Reputation: 43
I want to make BERT model by training with more data (not a fine-tuning, the base model which will be trained is 'bert-base-uncased'). However, do i always need to create own tokenizer for one model? when i use 'bert-base-uncased' tokenizer to train model, it give me some error.
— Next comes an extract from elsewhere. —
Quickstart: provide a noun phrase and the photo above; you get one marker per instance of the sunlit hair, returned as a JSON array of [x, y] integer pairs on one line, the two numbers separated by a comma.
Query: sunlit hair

Traceback (most recent call last):
File "log.py", line 10, in <module>
print(model(**input_idx))
File "/usr/local/lib/python3.8/dist-packages/torch/nn/modules/module.py", line 1102, in _call_impl
return forward_call(*input, **kwargs)
File "/usr/local/lib/python3.8/dist-packages/transformers/models/bert/modeling_bert.py", line 989, in forward
embedding_output = self.embeddings(
File "/usr/local/lib/python3.8/dist-packages/torch/nn/modules/module.py", line 1102, in _call_impl
return forward_call(*input, **kwargs)
File "/usr/local/lib/python3.8/dist-packages/transformers/models/bert/modeling_bert.py", line 214, in forward
inputs_embeds = self.word_embeddings(input_ids)
File "/usr/local/lib/python3.8/dist-packages/torch/nn/modules/module.py", line 1102, in _call_impl
return forward_call(*input, **kwargs)
File "/usr/local/lib/python3.8/dist-packages/torch/nn/modules/sparse.py", line 158, in forward
return F.embedding(
File "/usr/local/lib/python3.8/dist-packages/torch/nn/functional.py", line 2044, in embedding
return torch.embedding(weight, input, padding_idx, scale_grad_by_freq, sparse)
IndexError: index out of range in self
so does the model should have it's own tokenizer which trained with same data?
Upvotes: 1
Views: 1236
Reputation: 647
I recommend you to actually resize the embeedding matrix to match the size of the tokenizer you want to use:
model.resize_token_embeddings(len(tokenizer))
Huggingface docs: https://huggingface.co/docs/transformers/master/en/main_classes/model#transformers.PreTrainedModel.resize_token_embeddings
Upvotes: 1